Friday, April 27, 2007

What does Technorati rank really mean?

Lately I had been thinking about my blogging experience of less than a year. 

Starting September 2006, I saw the Technorati rank of this blog climb from over a million to within a whisker of 200,000, in a few weeks. Since then it has dropped below 500,000 and isn't holding!

Beginner's luck? Perhaps, because I never did anything to push up the rank, either then or now.

I have, however, been posting steadily.
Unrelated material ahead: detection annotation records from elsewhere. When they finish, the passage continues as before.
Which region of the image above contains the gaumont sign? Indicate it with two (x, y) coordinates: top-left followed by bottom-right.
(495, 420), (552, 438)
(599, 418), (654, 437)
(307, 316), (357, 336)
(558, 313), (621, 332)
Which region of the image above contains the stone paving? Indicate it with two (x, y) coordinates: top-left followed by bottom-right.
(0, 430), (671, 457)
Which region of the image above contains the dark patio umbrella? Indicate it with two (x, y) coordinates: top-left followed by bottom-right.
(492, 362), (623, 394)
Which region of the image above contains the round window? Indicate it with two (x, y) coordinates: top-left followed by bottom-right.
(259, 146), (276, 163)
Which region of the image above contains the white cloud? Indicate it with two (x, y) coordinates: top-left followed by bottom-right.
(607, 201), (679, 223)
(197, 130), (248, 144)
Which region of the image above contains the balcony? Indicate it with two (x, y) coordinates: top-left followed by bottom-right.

Does it therefore mean that my blog has become less popular with more content?

Well, there are more subscribers and casual visitors now, but their numbers being embarrassingly small, I can't make any definitive claims.

Technorati ranking system is flawed in many ways. For example, it fails to count lots of links. Yet is a good indicator because it presumably miscounts for everyone, so the ranks are fair.
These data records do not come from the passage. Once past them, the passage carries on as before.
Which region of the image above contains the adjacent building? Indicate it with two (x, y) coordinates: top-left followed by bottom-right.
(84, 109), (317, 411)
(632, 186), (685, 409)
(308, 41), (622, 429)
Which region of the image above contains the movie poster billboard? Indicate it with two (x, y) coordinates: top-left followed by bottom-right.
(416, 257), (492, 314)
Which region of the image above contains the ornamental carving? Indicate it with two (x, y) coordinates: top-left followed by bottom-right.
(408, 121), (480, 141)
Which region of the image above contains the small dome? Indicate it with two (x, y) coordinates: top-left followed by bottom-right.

However, there'd be a strong incentive to game any such system, and bloggers do seeks links using every conceivable trick. Is that good or bad?

I think it's wonderful because it forces all of us to think about meaning of rank, the best way to measure it and newer ways to exploit the system. In the ecosystem that is the blogosphere, blogs and ranking systems, thus compete with each other and evolve.
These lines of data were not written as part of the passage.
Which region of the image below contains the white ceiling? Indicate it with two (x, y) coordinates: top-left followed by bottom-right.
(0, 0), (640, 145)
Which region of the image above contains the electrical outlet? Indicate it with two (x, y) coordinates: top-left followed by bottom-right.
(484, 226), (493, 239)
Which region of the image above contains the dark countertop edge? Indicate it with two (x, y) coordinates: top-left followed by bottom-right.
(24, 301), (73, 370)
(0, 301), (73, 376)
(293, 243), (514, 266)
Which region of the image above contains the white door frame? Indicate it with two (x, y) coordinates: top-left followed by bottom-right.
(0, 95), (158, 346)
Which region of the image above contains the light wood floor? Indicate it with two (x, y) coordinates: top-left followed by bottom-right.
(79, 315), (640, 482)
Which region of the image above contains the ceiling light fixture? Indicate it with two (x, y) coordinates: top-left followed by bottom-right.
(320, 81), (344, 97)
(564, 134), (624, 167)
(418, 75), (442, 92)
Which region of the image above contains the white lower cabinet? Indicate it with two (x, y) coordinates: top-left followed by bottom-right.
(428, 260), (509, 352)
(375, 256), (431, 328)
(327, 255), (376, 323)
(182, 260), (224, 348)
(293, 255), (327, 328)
There can be no better way forward!

Today I came across an experiment on Dosh Dosh's website, whose result would be very interesting to watch:

Technorati link count rankings are a source of social prestige in the blogosphere and are often the pride or despair of many bloggers. Unlike Technorati Top 100 Most Linked To blogs, which has a high barrier of entry, the Technorati Top 100 Most Favorited is a list that is much easier to break into.

Source: Dosh Dosh’s Ultimate Technorati Favorites Exchange: An Interactive Experiment

Happy experimenting and best of luck!

 

Update:

Amit Agarwal writes that Technorati Favorites is not Worth it Anymore. It's led to an interesting conversation on his blog. 

Perhaps, Technorati could provide users a negative vote too (as on Reddit or Digg). Thus any blog that's got an unfair rank simply by gaming the system wouldn't sustain the advantage very long.